Разговор со своими - страница 20
– Дети есть?
– Да.
– Кто?
– Дочка.
– Сколько лет?
– Два года.
И опять:
– Подходит!
Первое ощущение – как у девочки (хотя мне уже почти тридцать два) из интеллигентной семьи – развязность, артисты! Как Зяма потом говорил сначала мне, а потом и публично, что в ту минуту, когда он меня увидел, внутри него был голос, который сказал: эта женщина будет моей женой.
Работа над переводом началась еще в Москве. Театр вез на гастроли два спектакля: «Волшебную лампу Алладдина» и «Необыкновенный концерт». Получив текст «Лампы», я переводила его дома. Канонического же текста роли конферансье не было, а в «Необыкновенном концерте» единственный постоянно говорящий персонаж – это конферансье. Именно эту роль и предназначалось играть Гердту (он уже сыграл ее на нескольких иностранных языках) на арабском языке. Поэтому почти каждый вечер, когда Гердт не был занят в театре, я приходила к ним домой, и мы работали. Говорю «к ним», потому что Зиновий Ефимович уже восемь лет как был женат на очень красивой женщине Кате Семерджиевой (носила фамилию первого мужа). Они снимали комнату в коммунальной квартире в Столешниковом переулке, ожидая окончания строительства своей однокомнатной кооперативной. Гердт диктовал текст, я переводила, произносила вслух, а он повторял его и записывал русскими (естественно!) буквами, делая свои, придуманные им пометки для произношения.
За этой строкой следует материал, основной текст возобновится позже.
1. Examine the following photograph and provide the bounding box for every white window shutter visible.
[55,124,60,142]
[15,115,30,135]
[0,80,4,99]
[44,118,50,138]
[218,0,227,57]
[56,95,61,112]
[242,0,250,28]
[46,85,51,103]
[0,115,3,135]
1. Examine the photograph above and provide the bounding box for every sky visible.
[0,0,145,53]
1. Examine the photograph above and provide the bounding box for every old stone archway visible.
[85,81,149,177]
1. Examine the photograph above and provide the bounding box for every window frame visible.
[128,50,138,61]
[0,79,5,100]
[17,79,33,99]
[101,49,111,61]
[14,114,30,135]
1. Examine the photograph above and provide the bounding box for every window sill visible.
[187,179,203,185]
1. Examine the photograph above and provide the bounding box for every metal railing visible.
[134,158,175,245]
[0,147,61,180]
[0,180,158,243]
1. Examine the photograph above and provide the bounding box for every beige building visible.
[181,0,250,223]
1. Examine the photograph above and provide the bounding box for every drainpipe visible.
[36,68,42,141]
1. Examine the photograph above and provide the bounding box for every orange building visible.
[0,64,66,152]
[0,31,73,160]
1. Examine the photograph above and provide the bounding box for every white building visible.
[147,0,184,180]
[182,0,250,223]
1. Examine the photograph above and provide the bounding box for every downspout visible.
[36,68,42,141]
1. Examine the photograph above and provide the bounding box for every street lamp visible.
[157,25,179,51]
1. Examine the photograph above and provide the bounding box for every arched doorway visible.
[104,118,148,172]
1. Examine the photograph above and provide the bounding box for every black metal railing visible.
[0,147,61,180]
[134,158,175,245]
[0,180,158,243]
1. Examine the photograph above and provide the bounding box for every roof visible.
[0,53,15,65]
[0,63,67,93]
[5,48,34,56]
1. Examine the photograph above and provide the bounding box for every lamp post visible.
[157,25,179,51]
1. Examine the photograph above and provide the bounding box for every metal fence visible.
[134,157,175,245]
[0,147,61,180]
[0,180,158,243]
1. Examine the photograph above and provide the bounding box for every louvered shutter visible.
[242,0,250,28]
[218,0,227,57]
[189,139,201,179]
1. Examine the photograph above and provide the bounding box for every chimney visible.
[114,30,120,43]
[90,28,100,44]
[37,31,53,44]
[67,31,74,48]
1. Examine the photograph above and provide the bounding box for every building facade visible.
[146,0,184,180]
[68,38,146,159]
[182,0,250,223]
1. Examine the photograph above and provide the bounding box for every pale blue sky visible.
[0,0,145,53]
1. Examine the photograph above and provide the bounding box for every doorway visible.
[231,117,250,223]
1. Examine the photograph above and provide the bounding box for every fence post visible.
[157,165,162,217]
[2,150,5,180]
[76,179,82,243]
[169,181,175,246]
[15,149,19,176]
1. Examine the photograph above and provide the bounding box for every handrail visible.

Так шла работа, иногда прерываемая чаепитием.
Ничто не предвещало революции. Гердт перестал быть богемным, был серьезен и внимателен, провожал до машины, на которой за мной приезжал муж. Расскажу о нём, как обещала.
Глава 11
Становлюсь взрослой
Становлюсь взрослой… – Безумная любовь. – Семья Маркаровых. – Девять лет замужества. – Гастроли с Гердтом. – Огурцы и стихи. – Свидание у райкома партии. – Зяма и Шуня.
Прожив, как теперь понимаю, легко и весело почти до двадцати двух лет, я влюбилась так отчаянно, что не приведи Господь. Маркаров, Эдуард Аркадьевич, приехав из Тбилиси, учился на моём арабском отделении тремя курсами младше. Вместе со своим другом Женей Примаковым (потом ставшим академиком и видным политиком Евгением Максимовичем) он увидел меня не в институте, а летом сорок девятого года на теннисном корте в Гаграх. И осенью, с начала его второго, а моего пятого курса, приступил к плотному ухаживанию…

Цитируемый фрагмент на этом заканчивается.